Surgical specialities include areas such as cardiothoracic surgery, neurosurgery, alongside a whole host of other types of surgery – if you can think of a part of your body, there will be a speciality to operate on it!
Sitting alongside these two main subsets, you can also practice emergency medicine, anaesthetics, general practice, radiology, psychiatry, pathology alongside some other niches.
4. What can I expect in terms of career prospects?
As you can imagine, doctors, and healthcare professionals are in demand. With an expanding, and aging, population in the UK, there is a current shortage doctors, so it’s a great time to enter the profession.
Although the initial training period is relatively long, once you enter as a fully qualified professional, you can progress into senior roles quickly. You’ll also find your renumeration also increases quickly once fully qualified.
As a doctor in training, you can expect to work a 40-hour week, which will often include out of hours working. A salary is provided for the contracted 40 hours; however, any overtime is paid on an hourly basis. You’ll also get on call or unsociable hours pay enhancements, where applicable.
Once you reach consultant level, and if you choose to work within the NHS, you’ll receive a nationally agreed salary, in line with your experience, with further pay enhancements for being on-call etc. If you go onto the private sector, then salaries are negotiated directly with the employer.
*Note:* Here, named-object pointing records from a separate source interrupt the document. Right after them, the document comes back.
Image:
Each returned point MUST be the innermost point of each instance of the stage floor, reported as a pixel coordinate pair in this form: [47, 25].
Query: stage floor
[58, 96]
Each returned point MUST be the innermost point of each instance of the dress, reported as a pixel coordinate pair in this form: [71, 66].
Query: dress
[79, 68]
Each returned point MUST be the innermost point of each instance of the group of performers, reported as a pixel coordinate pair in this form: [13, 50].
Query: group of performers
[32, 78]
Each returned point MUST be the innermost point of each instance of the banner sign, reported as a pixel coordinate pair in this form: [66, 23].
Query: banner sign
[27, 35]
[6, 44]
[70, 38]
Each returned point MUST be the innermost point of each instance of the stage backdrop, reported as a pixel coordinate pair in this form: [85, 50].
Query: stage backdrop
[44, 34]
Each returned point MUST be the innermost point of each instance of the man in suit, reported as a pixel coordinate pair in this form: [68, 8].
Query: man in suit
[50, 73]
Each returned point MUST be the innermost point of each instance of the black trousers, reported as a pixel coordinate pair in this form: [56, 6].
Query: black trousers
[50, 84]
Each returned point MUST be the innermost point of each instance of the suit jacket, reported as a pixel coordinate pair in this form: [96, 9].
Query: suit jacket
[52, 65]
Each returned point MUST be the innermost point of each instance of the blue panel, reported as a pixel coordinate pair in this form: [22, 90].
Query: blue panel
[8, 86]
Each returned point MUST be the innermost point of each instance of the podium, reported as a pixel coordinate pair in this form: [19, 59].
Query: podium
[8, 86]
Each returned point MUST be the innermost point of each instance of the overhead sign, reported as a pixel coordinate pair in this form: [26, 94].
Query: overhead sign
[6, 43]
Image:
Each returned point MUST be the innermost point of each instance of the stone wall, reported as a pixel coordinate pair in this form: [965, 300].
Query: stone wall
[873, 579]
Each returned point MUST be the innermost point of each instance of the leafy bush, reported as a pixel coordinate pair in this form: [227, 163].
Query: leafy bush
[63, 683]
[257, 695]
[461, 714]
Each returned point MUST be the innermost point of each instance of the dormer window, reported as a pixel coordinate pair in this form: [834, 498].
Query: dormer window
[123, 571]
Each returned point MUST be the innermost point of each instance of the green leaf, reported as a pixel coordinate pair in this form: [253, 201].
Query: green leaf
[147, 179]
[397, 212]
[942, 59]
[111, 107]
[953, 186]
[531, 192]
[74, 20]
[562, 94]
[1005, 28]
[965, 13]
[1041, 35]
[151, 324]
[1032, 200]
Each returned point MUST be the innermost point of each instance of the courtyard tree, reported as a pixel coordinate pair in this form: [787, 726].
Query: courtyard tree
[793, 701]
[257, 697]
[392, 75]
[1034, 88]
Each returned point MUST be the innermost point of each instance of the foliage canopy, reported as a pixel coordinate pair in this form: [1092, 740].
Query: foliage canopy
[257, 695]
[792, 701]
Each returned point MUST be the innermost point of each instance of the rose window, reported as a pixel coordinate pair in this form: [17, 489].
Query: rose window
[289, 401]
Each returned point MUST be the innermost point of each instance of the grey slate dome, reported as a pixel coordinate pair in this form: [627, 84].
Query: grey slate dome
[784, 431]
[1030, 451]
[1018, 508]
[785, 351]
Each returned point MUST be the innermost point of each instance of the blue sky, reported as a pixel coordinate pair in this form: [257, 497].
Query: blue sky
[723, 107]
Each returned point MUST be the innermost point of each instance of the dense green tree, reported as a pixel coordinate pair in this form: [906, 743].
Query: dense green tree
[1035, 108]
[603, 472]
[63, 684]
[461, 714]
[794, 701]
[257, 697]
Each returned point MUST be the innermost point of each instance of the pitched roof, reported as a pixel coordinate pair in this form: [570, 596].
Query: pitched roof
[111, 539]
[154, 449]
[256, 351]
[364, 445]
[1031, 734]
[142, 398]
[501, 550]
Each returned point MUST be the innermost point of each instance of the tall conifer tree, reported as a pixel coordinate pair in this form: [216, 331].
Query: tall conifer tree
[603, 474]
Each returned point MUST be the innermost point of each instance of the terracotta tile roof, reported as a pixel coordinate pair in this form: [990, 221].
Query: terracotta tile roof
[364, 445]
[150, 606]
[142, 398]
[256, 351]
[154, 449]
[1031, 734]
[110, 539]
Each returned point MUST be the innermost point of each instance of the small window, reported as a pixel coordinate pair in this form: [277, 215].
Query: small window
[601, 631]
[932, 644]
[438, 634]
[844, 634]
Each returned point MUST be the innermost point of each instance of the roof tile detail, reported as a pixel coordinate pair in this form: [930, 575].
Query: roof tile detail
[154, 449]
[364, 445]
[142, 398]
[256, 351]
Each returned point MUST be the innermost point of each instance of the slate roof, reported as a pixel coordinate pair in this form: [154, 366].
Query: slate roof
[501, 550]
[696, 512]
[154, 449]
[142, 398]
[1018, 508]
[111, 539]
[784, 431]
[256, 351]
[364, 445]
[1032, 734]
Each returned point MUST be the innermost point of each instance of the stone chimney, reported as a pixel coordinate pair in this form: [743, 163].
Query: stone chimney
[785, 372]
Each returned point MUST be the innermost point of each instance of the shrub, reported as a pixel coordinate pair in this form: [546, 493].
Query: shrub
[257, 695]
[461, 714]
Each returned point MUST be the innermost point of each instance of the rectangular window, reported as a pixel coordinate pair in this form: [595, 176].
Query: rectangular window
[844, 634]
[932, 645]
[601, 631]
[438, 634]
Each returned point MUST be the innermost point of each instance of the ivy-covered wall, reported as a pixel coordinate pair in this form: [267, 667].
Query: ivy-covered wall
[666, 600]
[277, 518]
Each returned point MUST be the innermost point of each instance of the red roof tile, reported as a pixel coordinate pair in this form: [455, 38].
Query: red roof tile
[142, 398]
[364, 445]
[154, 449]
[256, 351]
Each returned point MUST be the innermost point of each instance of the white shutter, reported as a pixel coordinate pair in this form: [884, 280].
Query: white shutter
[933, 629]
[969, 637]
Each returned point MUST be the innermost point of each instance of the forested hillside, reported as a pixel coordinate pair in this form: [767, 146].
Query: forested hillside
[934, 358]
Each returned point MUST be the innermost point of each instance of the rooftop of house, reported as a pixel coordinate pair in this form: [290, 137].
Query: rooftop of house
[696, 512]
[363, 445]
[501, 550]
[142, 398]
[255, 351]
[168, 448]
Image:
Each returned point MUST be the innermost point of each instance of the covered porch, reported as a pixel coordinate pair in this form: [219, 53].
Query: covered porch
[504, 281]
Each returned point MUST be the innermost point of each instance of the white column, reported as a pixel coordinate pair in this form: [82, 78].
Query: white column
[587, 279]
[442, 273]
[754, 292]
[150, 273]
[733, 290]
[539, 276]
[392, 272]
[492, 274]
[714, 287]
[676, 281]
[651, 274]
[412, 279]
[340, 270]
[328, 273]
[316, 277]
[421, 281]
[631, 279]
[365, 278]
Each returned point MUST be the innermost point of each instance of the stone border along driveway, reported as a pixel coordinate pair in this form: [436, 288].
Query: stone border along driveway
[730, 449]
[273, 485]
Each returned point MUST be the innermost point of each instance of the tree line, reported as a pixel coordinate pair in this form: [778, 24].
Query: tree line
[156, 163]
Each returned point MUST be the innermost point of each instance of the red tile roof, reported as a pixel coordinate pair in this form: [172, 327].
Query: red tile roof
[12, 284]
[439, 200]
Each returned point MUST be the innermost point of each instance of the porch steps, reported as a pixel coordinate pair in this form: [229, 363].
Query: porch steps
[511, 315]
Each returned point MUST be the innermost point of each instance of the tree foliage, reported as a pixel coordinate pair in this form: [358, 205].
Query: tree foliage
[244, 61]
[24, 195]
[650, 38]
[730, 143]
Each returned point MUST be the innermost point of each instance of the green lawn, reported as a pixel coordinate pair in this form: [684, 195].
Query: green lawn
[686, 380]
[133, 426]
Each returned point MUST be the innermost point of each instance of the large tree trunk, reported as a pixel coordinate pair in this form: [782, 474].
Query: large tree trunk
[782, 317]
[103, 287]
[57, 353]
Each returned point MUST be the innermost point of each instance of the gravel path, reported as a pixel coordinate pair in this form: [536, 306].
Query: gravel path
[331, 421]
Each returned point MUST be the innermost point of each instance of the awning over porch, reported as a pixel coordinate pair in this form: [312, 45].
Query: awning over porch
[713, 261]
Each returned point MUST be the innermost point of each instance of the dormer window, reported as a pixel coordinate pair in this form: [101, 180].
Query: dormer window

If you choose to specialise as a GP, then you can either be employed directly by a GP practice, or work as a self-employed GP in your own practice.
By opting to run your own practice, you negotiate a contract with your local Clinical Commissioning Group (CCG) to provide services to your local community and are then paid for the services your then provide.
Whatever your speciality, and whether you choose to work in the public or private sector, you can expect to receive a generous salary, alongside other useful benefits, such additional annual leave, a pension, and very often discounts in various retail outlets etc. You might also find you get access to cycle schemes and gym memberships, depending on your employer!
After several years’ experience, there’s also options to move into research, teaching or even healthcare management, with several roles available to qualified, and experienced, doctors.
By choosing to train, and work, in medicine, you can be assured of a lifelong and well-paid career, if you wish, with the opportunity to be supported by ongoing training, and support. There’s also support to move into a different speciality, should you choose!
5. This sounds like it’s for me! How do I apply to medical school?
All UK medical schools and universities will accept applications through the UCAS system. You’ll need to fill in basic personal information and provide information on your actual and expected qualifications, alongside providing a personal statement and reference.
Alongside this, you’ll also usually need to set an admissions test, such as the UKCAT (UK Clinical Aptitude Test), and you should check any specific requirements with your prospective universities. Be aware that these tests are often only sat a few times per year, so make sure you investigate your options, to avoid missing your intended entrance point!
Entrance tests do not particularly look at a candidates scientific or technical knowledge; they aim to see what kind of student you are, and focus on cognitive skills, alongside the other professional and personal skills doctors need.